F1 2022 Is Out With Beautiful Ray-Traced Cars And The Same Sweet Benchmark Mode

34 behind F1 2022
If you're not a hardcore racing fan, you may not have been aware that this year's F1 cars have seen significant redesigns to comply with the latest regulations for the racing class. Indeed, every team's cars look and perform quite differently this year, and that means big changes for Codemasters' latest entry in its aptly-named simulation series, F1 2022.

To be honest, your author here isn't a racing guy—but our Editor In Chief, Dave Altavilla has been playing with it for his forthcoming review of a Maingear Vybe gaming PC he has on tap. In the meantime, have a look at this Hot Lap video posted by the game's developers and admire the gorgeous ray-traced graphics:



Besides the updates to all the car models for the new real-life designs, F1 22 includes a bunch of other new and updated content. Miami International Autodrome joins the track list, while Circuit de Barcelona, Melbourne Grand Prix, and Yas Marina Circuits all got updated to match the current real-world layouts. There's a new F1 Sprint mode, and this year's revision also adds an Immersive feature that, among other things, lets you completely control your car during Safety Car periods.

incar F1 2022

F1 22 expands on the game's features outside of the core of F1 racing simulation, too. You can customize your driver and even your living space, including casual clothing, furniture, lighting, and a personal vehicle. You can also take these supercars onto the tracks in a special "Pirelli Hot Laps" mode.

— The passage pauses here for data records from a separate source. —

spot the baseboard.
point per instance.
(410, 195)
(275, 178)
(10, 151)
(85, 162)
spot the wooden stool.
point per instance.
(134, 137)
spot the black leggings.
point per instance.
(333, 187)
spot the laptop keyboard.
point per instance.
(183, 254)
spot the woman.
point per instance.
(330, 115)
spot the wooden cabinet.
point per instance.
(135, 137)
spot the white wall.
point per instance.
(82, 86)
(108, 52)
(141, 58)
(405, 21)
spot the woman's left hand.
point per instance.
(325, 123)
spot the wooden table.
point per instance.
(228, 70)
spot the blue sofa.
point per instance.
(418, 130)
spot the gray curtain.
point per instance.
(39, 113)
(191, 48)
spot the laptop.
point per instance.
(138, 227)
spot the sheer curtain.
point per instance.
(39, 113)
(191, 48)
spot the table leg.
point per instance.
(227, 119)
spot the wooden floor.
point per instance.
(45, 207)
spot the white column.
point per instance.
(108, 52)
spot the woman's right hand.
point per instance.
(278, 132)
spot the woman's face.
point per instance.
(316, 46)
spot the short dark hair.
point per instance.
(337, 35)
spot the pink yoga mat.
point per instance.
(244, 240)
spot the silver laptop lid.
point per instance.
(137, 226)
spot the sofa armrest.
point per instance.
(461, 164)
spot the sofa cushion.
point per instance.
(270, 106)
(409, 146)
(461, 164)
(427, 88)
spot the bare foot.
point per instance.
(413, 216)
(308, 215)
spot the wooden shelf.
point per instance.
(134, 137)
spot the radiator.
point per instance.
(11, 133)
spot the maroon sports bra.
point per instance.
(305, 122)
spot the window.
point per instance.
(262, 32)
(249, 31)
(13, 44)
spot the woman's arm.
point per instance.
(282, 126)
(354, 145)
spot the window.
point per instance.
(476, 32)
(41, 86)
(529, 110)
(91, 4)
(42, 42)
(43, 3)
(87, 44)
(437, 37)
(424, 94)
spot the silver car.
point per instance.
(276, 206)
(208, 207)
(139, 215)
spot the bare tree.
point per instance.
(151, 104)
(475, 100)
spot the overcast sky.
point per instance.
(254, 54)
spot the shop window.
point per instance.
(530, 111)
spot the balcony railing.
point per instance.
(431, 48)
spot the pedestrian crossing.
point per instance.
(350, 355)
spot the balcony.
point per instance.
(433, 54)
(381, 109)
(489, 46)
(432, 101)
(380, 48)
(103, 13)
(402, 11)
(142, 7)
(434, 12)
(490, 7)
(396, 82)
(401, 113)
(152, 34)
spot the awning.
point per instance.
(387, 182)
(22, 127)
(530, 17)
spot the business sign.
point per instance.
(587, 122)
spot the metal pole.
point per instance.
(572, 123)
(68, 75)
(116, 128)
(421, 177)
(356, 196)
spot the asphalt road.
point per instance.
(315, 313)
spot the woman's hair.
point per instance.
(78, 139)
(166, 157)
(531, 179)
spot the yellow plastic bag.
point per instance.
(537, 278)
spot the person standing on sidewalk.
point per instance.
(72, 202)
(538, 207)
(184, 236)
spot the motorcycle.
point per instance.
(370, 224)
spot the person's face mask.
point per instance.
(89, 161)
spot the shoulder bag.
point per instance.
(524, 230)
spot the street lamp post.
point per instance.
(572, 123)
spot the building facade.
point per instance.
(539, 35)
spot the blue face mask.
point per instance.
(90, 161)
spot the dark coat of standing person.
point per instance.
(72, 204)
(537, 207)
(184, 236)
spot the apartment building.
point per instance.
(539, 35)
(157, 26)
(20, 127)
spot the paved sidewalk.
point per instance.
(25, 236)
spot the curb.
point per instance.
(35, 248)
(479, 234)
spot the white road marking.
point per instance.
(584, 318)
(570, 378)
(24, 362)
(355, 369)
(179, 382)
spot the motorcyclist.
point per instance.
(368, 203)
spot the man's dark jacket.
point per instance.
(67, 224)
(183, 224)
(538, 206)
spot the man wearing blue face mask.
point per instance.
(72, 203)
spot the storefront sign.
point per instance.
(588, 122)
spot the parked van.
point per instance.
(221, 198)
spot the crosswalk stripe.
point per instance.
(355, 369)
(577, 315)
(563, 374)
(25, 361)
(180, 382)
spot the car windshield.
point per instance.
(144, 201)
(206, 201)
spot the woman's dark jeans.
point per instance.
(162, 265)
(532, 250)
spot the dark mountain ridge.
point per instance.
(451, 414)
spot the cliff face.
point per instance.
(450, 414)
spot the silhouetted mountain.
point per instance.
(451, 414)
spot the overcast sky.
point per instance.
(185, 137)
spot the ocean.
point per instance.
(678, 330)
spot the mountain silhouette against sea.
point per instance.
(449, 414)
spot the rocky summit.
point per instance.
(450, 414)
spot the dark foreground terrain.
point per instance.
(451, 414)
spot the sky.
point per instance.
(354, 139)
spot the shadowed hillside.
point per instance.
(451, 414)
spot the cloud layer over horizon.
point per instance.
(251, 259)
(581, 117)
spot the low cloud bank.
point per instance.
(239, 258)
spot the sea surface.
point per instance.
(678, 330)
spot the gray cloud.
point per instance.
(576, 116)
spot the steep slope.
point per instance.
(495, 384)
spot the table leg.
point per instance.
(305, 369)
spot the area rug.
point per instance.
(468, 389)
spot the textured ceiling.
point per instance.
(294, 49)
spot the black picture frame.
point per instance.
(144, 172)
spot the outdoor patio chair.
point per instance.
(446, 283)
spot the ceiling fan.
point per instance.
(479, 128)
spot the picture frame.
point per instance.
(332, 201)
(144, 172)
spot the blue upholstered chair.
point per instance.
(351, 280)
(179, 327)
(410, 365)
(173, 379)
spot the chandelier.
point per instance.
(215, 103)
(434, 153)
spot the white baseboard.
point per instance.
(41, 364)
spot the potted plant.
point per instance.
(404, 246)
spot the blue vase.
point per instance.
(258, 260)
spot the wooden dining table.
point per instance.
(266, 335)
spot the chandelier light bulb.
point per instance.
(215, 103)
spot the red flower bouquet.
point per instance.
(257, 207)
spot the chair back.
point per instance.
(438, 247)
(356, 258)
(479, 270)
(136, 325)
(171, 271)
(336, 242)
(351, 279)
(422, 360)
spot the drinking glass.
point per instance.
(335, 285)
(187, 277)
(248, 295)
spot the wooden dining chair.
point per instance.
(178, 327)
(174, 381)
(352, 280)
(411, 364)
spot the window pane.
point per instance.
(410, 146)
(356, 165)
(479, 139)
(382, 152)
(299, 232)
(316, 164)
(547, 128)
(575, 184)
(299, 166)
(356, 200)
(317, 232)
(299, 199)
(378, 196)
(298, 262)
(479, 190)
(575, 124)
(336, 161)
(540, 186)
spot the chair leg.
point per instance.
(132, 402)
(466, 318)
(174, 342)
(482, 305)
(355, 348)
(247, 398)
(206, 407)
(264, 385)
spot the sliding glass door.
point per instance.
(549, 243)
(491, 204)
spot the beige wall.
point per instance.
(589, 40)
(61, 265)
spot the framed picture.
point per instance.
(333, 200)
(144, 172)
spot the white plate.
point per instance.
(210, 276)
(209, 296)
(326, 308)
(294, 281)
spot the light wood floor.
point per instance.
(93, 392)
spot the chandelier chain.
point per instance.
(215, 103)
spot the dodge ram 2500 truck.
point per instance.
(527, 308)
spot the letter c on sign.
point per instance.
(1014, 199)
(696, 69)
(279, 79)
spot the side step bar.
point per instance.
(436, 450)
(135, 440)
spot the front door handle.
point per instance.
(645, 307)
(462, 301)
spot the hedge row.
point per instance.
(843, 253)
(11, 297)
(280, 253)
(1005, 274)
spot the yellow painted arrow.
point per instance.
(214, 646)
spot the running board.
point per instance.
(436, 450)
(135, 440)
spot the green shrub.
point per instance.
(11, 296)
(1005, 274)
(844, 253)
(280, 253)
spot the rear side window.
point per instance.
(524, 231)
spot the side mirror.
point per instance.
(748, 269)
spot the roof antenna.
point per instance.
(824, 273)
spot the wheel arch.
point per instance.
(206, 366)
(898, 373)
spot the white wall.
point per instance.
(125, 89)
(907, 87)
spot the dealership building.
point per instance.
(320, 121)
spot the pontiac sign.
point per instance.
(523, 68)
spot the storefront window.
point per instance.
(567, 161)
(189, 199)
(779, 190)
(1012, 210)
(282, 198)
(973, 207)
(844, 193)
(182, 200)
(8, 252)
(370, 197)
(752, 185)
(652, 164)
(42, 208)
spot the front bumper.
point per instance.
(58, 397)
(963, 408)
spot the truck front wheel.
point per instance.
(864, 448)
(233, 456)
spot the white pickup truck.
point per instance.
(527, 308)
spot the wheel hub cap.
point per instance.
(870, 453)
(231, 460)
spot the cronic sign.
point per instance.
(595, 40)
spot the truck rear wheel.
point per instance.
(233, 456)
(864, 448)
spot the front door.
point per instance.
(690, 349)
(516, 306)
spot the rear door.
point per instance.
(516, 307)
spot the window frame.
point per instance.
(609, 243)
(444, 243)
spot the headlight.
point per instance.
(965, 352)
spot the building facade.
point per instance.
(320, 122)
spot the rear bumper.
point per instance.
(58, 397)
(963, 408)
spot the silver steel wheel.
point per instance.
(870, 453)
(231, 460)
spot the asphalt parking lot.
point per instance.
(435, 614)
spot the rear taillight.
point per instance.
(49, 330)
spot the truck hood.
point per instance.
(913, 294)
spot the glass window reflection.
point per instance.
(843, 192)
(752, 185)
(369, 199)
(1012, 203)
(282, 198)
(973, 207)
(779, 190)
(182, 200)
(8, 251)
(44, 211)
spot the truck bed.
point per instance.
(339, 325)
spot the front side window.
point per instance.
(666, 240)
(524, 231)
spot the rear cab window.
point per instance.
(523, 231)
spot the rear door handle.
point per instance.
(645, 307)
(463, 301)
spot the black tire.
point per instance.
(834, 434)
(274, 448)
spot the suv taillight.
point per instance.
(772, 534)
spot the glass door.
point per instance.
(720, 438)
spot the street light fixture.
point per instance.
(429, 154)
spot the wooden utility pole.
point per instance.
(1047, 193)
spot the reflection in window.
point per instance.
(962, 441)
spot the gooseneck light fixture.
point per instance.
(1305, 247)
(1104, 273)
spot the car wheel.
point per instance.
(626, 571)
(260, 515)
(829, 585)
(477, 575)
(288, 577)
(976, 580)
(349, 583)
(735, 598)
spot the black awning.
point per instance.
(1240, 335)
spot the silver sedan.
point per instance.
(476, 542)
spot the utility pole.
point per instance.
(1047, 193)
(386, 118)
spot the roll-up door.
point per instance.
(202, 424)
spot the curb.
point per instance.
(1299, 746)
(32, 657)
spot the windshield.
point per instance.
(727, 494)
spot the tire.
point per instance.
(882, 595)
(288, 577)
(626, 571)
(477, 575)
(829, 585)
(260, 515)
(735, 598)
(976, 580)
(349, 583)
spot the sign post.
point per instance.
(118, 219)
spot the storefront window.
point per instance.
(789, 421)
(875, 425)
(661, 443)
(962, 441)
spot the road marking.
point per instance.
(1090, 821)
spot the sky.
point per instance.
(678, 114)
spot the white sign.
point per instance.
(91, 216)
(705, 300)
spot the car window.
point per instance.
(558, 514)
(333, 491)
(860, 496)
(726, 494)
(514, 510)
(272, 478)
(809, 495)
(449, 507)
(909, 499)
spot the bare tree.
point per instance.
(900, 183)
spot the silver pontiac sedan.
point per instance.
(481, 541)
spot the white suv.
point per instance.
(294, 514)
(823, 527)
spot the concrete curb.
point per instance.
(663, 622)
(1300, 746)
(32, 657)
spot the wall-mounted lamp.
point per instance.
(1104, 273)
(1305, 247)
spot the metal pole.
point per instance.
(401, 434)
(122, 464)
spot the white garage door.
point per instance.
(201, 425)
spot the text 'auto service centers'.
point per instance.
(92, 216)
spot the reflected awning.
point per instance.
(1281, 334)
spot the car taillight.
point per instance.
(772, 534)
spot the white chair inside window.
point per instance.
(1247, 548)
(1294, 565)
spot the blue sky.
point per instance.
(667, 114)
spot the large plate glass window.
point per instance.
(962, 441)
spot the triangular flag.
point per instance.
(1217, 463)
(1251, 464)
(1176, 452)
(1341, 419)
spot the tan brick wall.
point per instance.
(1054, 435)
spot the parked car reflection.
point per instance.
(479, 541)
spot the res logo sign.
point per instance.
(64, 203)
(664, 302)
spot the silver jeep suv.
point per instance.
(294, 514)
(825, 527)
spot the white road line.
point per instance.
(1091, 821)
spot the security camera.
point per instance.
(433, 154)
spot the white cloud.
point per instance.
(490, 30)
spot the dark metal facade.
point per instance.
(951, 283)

What hasn't changed much from the last generation is the performance. F1 21 is beloved as a system performance test because it works GPU pretty well and also utilizes some of the latest visual effects like ray tracing, but can still produce high framerates that can also be suitable for smoothness/frame pacing and CPU testing. You can see a benchmark of the previous game on a powerful Maingear Vybe gaming PC here:

Maingear Vybe F1 2021 benchmarks

F1 22 continues the tradition, so here's a preview of Dave's upcoming review that employs the new racing sim for his gaming system benchmarks:

F1 2022 Maingear Vybe Benchmarks

Most of the performance difference can be chalked up to the higher-detail cars and environments as well as a few improved ray-traced effects. Indeed, the ray-tracing puts the hurt on our test system's Radeon RX 6950 XT, which skirts the border of playability in native 4K. The game rather proudly supports NVIDIA's DLSS; hopefully someone can convince Codemasters to drop in AMD's FSR 2.0 upscaling as well—supposedly, it only takes 5 minutes.

You can grab F1 2022 on Steam for the usual $60.